Timing and risk factors associated with relapse among smokers attempting to quit in Malaysia

Int J Tuberc Lung Dis. 2012 Jul;16(7):980-5. Epub 2012 Apr 9.

Author

Yasin SM, Moy FM, Retneswari M, Isahak M, Koh D.

Institution

Faculty of Medicine, Population Health and Preventive Medicine, Mara University of Technology, Sungai Buloh, Selangor, Malaysia; Centre for Occupational and Environmental Health, University of Malaya, Kuala Lumpur, Malaysia.

Abstract

BACKGROUND: Many smokers attempt to quit smoking, but very few succeed.

OBJECTIVE: To identify the timing and risk factors involved in smoking relapse.

METHODS: We conducted a prospective cohort study among staff in two public universities in Malaysia. Behavioural therapy with free nicotine replacement therapy was given as treatment. Participants were followed up for 6 months. Relapse was defined as returning to smoking after having quit for at least 24 h.

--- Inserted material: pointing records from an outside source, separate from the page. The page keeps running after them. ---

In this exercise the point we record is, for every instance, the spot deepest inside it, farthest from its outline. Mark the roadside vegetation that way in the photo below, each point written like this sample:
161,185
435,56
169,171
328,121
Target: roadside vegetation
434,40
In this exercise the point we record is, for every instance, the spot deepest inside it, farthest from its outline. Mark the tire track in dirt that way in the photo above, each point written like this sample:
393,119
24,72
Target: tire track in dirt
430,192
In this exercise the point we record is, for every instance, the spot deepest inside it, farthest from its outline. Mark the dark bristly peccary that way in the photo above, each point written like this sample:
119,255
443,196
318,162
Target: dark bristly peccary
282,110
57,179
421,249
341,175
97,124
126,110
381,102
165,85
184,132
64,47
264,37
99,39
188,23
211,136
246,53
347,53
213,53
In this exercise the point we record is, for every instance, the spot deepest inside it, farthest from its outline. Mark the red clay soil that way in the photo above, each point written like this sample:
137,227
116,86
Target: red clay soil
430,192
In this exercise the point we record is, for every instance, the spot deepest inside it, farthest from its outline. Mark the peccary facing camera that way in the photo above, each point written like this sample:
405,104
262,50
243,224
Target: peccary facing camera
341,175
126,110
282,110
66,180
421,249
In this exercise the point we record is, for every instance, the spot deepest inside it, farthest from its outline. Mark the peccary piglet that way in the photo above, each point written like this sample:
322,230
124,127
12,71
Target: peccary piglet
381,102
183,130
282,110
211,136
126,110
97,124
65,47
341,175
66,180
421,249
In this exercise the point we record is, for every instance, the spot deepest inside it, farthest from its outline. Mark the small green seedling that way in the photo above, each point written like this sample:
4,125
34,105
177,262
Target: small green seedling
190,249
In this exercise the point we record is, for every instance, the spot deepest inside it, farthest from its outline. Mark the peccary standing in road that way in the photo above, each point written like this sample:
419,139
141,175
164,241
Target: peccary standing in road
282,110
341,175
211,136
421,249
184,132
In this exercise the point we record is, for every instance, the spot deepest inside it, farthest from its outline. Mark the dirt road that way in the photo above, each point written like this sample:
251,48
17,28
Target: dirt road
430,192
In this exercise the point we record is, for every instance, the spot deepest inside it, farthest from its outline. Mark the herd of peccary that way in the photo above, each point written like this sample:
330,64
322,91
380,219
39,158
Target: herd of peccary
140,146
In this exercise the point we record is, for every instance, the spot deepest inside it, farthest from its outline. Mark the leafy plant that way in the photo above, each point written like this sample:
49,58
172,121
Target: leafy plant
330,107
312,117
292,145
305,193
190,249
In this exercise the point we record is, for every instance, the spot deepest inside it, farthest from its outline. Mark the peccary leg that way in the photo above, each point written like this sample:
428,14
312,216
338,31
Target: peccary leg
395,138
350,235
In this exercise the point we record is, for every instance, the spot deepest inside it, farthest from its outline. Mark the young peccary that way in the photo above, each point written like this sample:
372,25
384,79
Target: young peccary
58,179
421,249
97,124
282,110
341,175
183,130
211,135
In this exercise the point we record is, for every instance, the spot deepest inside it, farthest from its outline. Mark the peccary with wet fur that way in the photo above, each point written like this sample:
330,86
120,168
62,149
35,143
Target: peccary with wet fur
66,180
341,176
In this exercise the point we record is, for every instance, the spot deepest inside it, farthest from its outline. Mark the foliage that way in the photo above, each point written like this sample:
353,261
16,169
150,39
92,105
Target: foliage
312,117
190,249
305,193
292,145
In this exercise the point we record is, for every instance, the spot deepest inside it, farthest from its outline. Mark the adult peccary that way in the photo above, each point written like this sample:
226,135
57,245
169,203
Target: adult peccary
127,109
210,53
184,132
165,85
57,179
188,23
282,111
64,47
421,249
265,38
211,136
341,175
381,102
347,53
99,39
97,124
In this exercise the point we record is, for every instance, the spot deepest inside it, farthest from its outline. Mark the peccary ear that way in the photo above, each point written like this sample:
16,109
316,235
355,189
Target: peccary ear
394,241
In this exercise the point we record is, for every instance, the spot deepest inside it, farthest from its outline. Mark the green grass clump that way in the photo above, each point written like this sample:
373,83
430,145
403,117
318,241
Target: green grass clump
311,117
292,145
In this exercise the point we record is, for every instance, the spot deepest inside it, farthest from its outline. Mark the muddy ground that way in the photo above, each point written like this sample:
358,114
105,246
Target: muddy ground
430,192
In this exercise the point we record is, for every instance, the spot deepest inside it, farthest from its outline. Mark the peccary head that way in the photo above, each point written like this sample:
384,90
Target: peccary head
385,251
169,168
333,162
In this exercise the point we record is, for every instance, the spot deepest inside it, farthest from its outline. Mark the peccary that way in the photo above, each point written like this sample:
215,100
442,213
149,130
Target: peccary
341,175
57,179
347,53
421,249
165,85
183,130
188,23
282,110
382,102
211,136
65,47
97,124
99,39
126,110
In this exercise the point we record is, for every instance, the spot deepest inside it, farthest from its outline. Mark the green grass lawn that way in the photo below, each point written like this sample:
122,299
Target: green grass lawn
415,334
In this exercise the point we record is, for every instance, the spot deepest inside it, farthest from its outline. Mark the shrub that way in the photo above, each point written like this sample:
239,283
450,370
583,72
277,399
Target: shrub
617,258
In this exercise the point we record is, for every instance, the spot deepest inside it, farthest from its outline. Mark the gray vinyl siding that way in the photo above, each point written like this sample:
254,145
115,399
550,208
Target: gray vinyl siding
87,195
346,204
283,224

RESULTS: Of 185 smokers who volunteered to participate, 120 achieved at least 24-h abstinence, and 80% of these relapsed within 2 months. Compared to participants who attended a single smoking cessation session, participants who attended three sessions had a lower likelihood of relapse within 6 months of quitting. In contrast, smokers with a much longer exposure to cigarette smoking in the workplace (>3 h per week) had a greater chance of relapse compared to those with no exposure.

CONCLUSIONS: Frequent attendance at clinic sessions and less exposure to other people smoking in the workplace can potentially reduce the likelihood of relapse among smokers who have recently quit.